By: Aaron Spink (aaronspink.delete@this.notearthlink.net), August 17, 2014 12:42 am
Room: Moderated Discussions
anon (anon.delete@this.anon.com) on August 17, 2014 12:10 am wrote:
> I'd like to see actual evidence of this. Of course we've all seen graphs showing the opposite -- that release
> consistency (weak ordering with release barriers) is more performant than strong and processor ordering.
>
Most of the evidence is anecdotal in nature. Some is this is because processors that are strongly ordered tend to spend some extra hardware resources to increase performance (most x86), second because the programmers tend to be extra cautious on weakly ordered architectures because they've been burned too much.

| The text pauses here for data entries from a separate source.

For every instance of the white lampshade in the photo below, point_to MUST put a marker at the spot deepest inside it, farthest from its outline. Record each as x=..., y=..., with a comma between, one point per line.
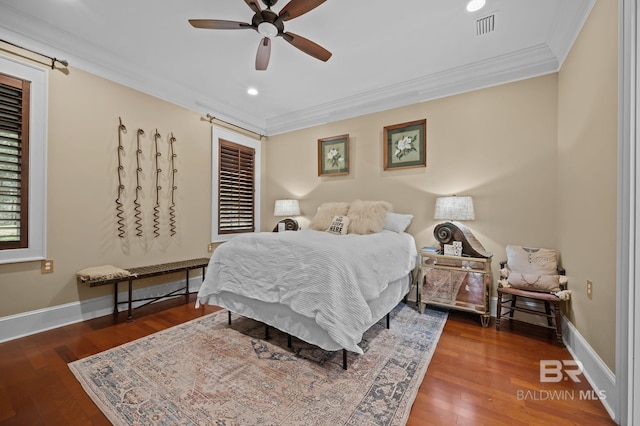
x=454, y=208
x=286, y=208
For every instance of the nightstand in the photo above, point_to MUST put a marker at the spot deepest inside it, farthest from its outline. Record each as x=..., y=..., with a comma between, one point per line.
x=456, y=282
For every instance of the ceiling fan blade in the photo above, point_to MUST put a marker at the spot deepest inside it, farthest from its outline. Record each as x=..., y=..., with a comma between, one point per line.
x=264, y=54
x=217, y=24
x=307, y=46
x=295, y=8
x=253, y=4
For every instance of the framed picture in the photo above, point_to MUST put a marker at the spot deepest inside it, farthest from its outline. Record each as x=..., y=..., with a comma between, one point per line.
x=333, y=156
x=405, y=145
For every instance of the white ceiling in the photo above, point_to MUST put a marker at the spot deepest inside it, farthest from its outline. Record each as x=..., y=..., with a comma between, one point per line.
x=385, y=53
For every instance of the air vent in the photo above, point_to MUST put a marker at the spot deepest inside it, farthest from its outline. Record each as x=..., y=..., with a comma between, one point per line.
x=485, y=25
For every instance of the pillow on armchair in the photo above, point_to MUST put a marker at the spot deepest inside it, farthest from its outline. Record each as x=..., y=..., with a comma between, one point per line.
x=532, y=269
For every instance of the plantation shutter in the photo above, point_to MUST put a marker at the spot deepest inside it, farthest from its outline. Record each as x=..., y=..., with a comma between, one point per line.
x=14, y=165
x=236, y=191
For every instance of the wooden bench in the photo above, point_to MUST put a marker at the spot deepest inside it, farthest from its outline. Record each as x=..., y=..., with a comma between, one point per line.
x=148, y=272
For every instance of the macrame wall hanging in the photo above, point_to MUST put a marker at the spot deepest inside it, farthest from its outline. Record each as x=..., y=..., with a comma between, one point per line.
x=156, y=172
x=172, y=205
x=156, y=206
x=119, y=204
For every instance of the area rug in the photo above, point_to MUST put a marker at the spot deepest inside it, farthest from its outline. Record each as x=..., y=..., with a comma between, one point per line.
x=205, y=372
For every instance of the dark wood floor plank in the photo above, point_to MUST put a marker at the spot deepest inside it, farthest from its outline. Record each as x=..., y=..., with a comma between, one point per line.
x=474, y=376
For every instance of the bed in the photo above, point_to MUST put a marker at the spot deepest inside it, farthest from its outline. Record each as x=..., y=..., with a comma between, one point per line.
x=323, y=288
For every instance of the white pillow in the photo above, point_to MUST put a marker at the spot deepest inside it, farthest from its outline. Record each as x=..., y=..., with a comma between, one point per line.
x=325, y=214
x=339, y=225
x=397, y=222
x=367, y=217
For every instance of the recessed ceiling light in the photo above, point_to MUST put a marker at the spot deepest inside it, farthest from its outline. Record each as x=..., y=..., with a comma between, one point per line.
x=475, y=5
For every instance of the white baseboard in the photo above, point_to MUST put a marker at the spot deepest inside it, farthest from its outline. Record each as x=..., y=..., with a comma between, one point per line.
x=597, y=373
x=27, y=323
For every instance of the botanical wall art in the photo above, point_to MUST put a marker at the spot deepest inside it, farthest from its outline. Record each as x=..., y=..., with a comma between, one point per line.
x=333, y=156
x=405, y=145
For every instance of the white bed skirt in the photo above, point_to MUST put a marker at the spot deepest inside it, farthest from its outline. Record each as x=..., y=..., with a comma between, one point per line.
x=305, y=328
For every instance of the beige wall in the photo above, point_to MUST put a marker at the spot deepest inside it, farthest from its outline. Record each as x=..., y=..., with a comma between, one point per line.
x=538, y=156
x=587, y=176
x=497, y=145
x=82, y=183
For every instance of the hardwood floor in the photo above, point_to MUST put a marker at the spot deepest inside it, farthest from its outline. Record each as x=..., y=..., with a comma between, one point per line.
x=476, y=376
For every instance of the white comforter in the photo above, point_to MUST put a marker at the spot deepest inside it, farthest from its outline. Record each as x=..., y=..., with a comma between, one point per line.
x=322, y=276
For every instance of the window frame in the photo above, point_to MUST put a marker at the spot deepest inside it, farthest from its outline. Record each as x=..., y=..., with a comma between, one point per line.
x=22, y=152
x=37, y=167
x=217, y=134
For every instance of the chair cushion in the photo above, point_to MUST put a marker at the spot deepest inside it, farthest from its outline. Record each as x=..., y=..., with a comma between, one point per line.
x=531, y=282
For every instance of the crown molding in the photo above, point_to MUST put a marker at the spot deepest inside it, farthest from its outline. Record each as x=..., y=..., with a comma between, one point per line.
x=537, y=60
x=526, y=63
x=32, y=33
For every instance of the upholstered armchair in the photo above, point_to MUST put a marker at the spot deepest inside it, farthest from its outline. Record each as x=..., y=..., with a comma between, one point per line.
x=534, y=274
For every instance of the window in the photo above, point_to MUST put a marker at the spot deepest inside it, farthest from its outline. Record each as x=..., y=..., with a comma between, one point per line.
x=235, y=188
x=14, y=162
x=235, y=184
x=23, y=161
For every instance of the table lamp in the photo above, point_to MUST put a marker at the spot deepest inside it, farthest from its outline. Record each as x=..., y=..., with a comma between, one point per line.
x=454, y=209
x=286, y=208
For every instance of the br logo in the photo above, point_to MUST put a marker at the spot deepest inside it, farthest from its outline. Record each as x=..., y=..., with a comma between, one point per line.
x=553, y=370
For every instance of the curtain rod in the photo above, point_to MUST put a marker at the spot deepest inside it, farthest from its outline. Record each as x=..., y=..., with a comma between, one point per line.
x=210, y=119
x=52, y=59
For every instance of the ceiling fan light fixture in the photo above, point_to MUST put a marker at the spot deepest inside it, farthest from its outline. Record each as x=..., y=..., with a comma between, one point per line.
x=475, y=5
x=267, y=29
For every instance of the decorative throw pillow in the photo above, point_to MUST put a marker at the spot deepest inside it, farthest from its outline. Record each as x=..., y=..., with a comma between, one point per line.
x=325, y=214
x=367, y=217
x=339, y=225
x=397, y=222
x=532, y=260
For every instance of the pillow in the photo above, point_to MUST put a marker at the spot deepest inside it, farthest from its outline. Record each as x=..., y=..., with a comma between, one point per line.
x=103, y=272
x=531, y=282
x=532, y=260
x=325, y=214
x=397, y=222
x=339, y=225
x=367, y=217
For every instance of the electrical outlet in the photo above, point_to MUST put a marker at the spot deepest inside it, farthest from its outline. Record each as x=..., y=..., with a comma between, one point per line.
x=46, y=266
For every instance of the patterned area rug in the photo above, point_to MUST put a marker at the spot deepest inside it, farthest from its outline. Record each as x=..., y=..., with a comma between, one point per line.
x=205, y=372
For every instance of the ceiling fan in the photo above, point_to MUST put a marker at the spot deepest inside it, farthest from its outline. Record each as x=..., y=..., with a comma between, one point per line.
x=270, y=25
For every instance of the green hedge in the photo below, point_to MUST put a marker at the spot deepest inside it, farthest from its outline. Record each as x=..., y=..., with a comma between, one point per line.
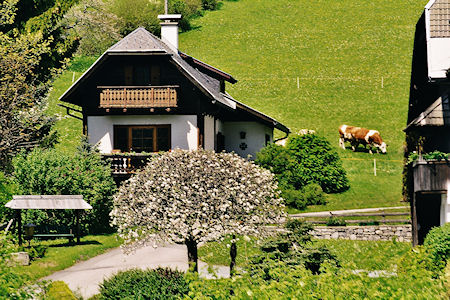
x=161, y=283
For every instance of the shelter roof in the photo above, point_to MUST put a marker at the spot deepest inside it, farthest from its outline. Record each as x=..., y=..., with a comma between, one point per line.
x=48, y=202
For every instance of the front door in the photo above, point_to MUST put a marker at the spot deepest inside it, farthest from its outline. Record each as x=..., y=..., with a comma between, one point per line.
x=428, y=208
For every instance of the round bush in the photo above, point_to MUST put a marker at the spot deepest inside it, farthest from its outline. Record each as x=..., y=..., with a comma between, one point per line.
x=160, y=283
x=306, y=159
x=437, y=243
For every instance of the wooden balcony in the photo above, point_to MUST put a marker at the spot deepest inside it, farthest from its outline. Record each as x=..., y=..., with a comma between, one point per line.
x=126, y=164
x=138, y=96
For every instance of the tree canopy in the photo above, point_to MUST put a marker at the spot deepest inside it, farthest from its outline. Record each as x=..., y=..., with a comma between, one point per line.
x=195, y=196
x=32, y=47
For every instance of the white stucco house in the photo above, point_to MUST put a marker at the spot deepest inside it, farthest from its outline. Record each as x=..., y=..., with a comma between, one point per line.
x=428, y=129
x=143, y=95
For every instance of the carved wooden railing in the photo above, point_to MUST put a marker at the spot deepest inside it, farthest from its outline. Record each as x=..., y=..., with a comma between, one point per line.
x=138, y=96
x=123, y=164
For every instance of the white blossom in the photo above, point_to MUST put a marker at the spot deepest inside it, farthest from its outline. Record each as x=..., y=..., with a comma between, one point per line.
x=198, y=195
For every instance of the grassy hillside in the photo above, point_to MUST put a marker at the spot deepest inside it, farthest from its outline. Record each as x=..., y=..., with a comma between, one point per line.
x=352, y=60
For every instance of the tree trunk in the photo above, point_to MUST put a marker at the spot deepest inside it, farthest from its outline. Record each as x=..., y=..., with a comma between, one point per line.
x=233, y=253
x=191, y=244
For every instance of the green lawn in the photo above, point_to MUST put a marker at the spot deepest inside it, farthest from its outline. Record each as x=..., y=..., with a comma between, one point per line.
x=61, y=255
x=367, y=255
x=351, y=58
x=341, y=52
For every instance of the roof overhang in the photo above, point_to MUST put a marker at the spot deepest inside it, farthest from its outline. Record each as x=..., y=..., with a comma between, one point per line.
x=219, y=73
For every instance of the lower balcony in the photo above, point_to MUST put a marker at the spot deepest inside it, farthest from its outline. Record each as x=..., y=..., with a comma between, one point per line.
x=127, y=164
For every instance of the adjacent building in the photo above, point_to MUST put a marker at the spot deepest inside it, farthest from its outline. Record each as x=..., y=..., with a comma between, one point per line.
x=428, y=181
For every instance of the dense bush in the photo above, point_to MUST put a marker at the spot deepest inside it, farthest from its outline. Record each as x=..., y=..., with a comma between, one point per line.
x=58, y=290
x=306, y=159
x=10, y=280
x=34, y=252
x=210, y=4
x=296, y=282
x=437, y=243
x=49, y=172
x=333, y=221
x=161, y=283
x=311, y=194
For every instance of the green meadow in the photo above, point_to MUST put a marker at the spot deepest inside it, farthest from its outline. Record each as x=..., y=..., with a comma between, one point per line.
x=317, y=65
x=309, y=64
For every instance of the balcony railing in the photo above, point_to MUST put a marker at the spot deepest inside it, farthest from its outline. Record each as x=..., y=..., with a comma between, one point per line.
x=431, y=175
x=126, y=164
x=138, y=96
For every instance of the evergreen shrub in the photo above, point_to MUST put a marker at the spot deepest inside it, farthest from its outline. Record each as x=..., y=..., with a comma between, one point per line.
x=160, y=283
x=305, y=168
x=437, y=244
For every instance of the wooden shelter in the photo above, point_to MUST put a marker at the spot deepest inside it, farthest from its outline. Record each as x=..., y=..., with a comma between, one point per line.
x=74, y=202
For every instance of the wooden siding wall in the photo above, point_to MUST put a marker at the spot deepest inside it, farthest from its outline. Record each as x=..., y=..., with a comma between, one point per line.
x=431, y=176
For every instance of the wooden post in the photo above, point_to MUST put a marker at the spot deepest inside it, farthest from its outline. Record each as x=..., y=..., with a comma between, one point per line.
x=19, y=225
x=77, y=225
x=414, y=229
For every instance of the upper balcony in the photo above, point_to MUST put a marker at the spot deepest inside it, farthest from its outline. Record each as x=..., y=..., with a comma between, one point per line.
x=138, y=96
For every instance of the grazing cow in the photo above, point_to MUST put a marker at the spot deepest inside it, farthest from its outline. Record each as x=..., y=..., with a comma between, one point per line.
x=363, y=136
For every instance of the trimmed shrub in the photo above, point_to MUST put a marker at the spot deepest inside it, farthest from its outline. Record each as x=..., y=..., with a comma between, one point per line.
x=311, y=194
x=50, y=172
x=294, y=198
x=437, y=244
x=318, y=162
x=333, y=221
x=58, y=290
x=34, y=252
x=210, y=4
x=161, y=283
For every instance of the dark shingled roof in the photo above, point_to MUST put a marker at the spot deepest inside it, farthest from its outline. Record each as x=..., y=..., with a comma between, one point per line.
x=142, y=41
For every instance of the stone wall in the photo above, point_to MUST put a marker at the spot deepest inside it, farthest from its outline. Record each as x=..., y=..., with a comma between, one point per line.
x=367, y=233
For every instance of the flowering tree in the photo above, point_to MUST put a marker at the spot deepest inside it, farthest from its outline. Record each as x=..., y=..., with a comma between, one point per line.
x=195, y=196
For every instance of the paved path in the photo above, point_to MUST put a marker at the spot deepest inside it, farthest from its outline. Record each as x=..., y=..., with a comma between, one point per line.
x=343, y=212
x=85, y=277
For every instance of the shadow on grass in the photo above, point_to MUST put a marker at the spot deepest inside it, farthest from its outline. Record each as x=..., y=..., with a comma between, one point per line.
x=69, y=244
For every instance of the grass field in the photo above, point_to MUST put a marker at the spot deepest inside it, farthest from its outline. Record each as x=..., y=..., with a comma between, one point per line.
x=351, y=59
x=61, y=255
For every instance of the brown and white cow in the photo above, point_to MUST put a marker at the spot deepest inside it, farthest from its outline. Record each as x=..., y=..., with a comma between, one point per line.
x=363, y=136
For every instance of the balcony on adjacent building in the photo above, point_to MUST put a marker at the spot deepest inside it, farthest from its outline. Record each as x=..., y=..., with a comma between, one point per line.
x=138, y=96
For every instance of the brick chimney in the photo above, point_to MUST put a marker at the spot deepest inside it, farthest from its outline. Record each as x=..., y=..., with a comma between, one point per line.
x=169, y=30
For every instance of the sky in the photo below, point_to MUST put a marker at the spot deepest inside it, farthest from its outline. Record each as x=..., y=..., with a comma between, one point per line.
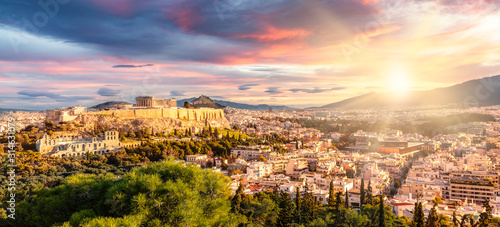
x=300, y=53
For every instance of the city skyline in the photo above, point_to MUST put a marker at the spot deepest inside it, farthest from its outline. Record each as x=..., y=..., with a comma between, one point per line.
x=260, y=52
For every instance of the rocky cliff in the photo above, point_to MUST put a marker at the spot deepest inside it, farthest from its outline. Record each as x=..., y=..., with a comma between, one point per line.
x=156, y=120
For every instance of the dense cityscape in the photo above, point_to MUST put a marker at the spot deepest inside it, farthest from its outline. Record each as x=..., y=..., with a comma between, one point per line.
x=275, y=167
x=280, y=113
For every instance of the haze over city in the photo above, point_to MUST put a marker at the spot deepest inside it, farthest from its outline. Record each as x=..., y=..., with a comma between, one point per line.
x=295, y=53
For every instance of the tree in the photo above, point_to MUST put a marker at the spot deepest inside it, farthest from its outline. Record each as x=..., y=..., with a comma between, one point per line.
x=437, y=200
x=50, y=125
x=381, y=215
x=370, y=193
x=331, y=195
x=287, y=208
x=432, y=219
x=237, y=198
x=472, y=220
x=464, y=219
x=298, y=207
x=346, y=199
x=454, y=219
x=362, y=193
x=418, y=215
x=484, y=218
x=338, y=202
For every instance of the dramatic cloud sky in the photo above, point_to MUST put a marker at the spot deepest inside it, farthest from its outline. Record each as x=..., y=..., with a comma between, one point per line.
x=291, y=52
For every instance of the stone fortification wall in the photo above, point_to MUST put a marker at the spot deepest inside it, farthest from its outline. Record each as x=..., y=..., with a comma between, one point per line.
x=181, y=114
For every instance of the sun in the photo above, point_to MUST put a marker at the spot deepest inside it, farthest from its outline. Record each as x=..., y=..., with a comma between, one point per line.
x=399, y=81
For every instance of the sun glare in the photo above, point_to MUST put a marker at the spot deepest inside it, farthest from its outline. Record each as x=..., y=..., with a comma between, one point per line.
x=399, y=81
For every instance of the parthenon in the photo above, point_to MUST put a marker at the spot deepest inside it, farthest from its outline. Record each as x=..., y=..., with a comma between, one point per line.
x=148, y=101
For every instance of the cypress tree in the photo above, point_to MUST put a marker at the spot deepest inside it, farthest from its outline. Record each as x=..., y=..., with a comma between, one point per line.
x=331, y=195
x=237, y=198
x=484, y=218
x=381, y=217
x=432, y=219
x=454, y=219
x=362, y=193
x=286, y=206
x=471, y=220
x=298, y=207
x=464, y=219
x=418, y=215
x=346, y=203
x=338, y=202
x=370, y=193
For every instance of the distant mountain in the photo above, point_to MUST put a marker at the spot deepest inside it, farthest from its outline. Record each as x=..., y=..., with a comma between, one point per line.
x=111, y=105
x=203, y=101
x=6, y=109
x=236, y=105
x=479, y=92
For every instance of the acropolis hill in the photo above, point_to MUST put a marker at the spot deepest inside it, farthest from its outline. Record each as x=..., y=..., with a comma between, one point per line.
x=159, y=115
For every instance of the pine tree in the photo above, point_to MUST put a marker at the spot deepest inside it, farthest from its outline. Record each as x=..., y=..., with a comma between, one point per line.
x=362, y=193
x=331, y=195
x=381, y=216
x=346, y=203
x=370, y=193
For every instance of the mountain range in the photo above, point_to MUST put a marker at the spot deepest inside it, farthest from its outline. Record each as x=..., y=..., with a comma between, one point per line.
x=229, y=104
x=479, y=92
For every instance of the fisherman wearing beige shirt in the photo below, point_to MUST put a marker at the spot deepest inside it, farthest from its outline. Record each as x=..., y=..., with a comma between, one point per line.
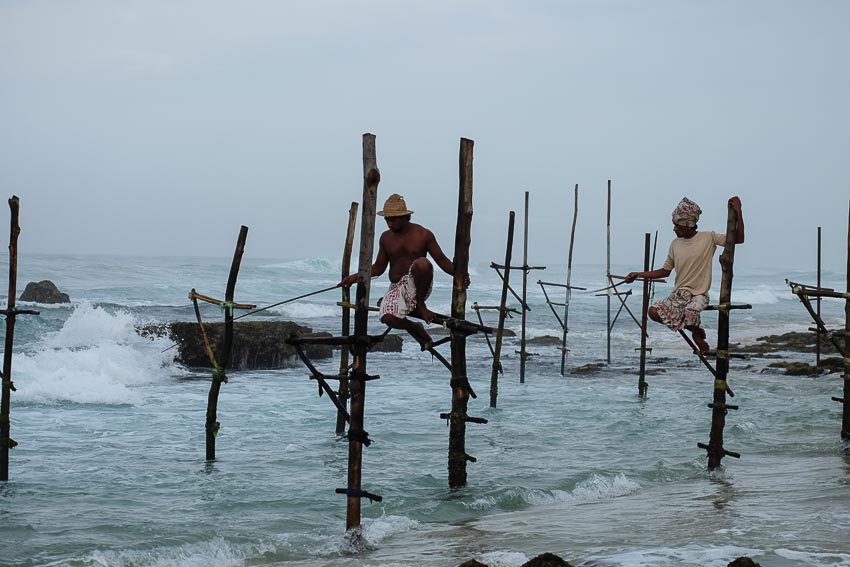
x=691, y=255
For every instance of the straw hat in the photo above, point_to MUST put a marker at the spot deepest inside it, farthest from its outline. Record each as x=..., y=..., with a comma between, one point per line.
x=395, y=207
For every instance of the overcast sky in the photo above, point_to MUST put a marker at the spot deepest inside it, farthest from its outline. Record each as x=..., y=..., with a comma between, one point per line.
x=160, y=127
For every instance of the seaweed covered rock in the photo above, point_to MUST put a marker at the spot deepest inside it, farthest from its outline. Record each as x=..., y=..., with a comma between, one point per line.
x=257, y=345
x=44, y=291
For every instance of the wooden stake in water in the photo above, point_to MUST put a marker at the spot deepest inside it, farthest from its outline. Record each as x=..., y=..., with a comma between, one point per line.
x=643, y=320
x=845, y=418
x=460, y=384
x=503, y=312
x=342, y=393
x=715, y=449
x=568, y=290
x=212, y=425
x=608, y=275
x=357, y=383
x=6, y=442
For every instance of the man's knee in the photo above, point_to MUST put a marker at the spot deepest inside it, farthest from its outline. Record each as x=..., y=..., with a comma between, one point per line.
x=653, y=314
x=421, y=267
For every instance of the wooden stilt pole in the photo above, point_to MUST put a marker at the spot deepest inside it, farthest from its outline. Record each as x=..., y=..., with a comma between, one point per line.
x=523, y=355
x=357, y=383
x=503, y=312
x=6, y=442
x=608, y=275
x=212, y=425
x=642, y=386
x=459, y=383
x=845, y=418
x=817, y=335
x=568, y=290
x=718, y=412
x=342, y=393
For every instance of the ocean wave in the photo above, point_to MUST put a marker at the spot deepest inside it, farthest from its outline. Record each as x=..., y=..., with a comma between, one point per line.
x=216, y=551
x=596, y=487
x=96, y=357
x=318, y=265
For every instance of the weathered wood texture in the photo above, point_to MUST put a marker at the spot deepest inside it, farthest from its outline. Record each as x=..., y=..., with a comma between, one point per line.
x=460, y=391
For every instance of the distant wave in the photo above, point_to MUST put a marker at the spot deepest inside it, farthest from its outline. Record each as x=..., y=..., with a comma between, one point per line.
x=318, y=265
x=595, y=487
x=95, y=358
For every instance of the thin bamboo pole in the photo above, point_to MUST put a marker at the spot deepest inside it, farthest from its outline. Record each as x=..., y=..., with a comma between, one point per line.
x=6, y=442
x=608, y=275
x=718, y=412
x=357, y=382
x=642, y=386
x=460, y=385
x=500, y=329
x=212, y=425
x=817, y=335
x=568, y=290
x=845, y=418
x=523, y=355
x=343, y=393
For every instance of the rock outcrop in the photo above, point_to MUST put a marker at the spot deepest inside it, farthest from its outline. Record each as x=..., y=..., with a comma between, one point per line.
x=44, y=291
x=257, y=345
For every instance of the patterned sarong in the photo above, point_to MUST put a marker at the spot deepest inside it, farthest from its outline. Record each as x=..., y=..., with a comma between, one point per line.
x=681, y=309
x=400, y=298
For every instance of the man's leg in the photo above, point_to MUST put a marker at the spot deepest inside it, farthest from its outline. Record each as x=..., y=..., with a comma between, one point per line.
x=416, y=330
x=423, y=276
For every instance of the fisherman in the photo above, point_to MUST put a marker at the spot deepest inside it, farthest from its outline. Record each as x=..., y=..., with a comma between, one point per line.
x=691, y=255
x=404, y=247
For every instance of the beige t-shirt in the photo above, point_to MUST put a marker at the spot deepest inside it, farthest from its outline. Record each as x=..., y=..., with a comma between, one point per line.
x=692, y=259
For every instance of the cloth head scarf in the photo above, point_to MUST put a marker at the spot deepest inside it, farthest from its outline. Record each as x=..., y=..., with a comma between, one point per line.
x=686, y=213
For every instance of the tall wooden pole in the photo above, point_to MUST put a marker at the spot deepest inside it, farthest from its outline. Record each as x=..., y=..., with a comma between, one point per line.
x=460, y=384
x=608, y=275
x=357, y=382
x=342, y=393
x=503, y=312
x=643, y=320
x=212, y=425
x=845, y=419
x=523, y=355
x=718, y=407
x=6, y=441
x=817, y=335
x=568, y=291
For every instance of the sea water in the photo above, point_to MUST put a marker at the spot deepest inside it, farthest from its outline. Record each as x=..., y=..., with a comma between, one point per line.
x=110, y=468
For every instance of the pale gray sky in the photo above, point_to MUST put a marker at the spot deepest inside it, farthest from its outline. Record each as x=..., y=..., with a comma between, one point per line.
x=159, y=127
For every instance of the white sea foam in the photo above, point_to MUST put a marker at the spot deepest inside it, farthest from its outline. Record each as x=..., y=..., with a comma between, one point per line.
x=96, y=357
x=216, y=552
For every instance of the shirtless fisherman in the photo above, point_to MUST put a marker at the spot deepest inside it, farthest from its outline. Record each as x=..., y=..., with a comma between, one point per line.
x=691, y=255
x=404, y=247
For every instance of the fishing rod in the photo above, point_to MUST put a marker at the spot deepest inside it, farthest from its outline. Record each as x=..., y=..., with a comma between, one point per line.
x=291, y=299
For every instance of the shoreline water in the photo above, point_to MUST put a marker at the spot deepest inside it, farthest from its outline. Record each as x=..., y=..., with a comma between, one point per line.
x=110, y=467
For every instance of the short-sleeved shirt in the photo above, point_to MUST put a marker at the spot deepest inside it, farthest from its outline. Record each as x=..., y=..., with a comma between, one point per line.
x=692, y=259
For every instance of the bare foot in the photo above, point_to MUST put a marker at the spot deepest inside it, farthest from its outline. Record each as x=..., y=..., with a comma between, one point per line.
x=419, y=333
x=698, y=333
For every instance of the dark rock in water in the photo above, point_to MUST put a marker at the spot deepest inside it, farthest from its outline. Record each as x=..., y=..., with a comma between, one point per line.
x=546, y=340
x=797, y=368
x=546, y=560
x=593, y=368
x=743, y=562
x=257, y=345
x=794, y=342
x=391, y=343
x=44, y=291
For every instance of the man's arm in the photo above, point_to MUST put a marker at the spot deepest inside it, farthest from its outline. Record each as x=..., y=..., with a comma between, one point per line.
x=652, y=275
x=736, y=204
x=378, y=267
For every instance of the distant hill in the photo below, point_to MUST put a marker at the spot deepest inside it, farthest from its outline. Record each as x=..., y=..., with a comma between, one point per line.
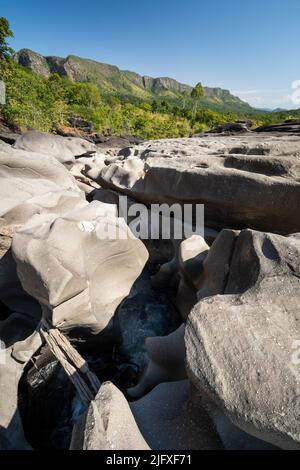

> On the other hand, those have tended to be on academic papers, and the most recent one I've seen
> is quite old. So I don't put a lot of stock in those, for modern CPUs and real applications.
>
As I said, this tends to be one of those areas where theory and practice don't exactly mesh. Academic papers tend to me more theory.
> That said, I've never seen anywhere evidence (except anecdotal and not very convincing) evidence
> of the opposite. Keep in mind that implementations can always choose to implement stronger ordering
> than specified (I think I've read that many ARM implementations do this, for example). Possibly
> that is done for compatibility and/or ease of hardware implementation. But if it were a performance
> advantage, you would expect to see IBM going that way. Because they actually *do* support the option
> for x86-like ordering in recent POWER CPUs, but they keep their weak ordering around.
>
Even if they implement stronger ordering than specified, it is just laying a mine field in the future. One example is the EV5 to EV6 transition, where EV5 was much more strict than the actual architecture which resulted in numerous hard to track down bugs when EV6 released. EV6 was WaA but the software wasn't.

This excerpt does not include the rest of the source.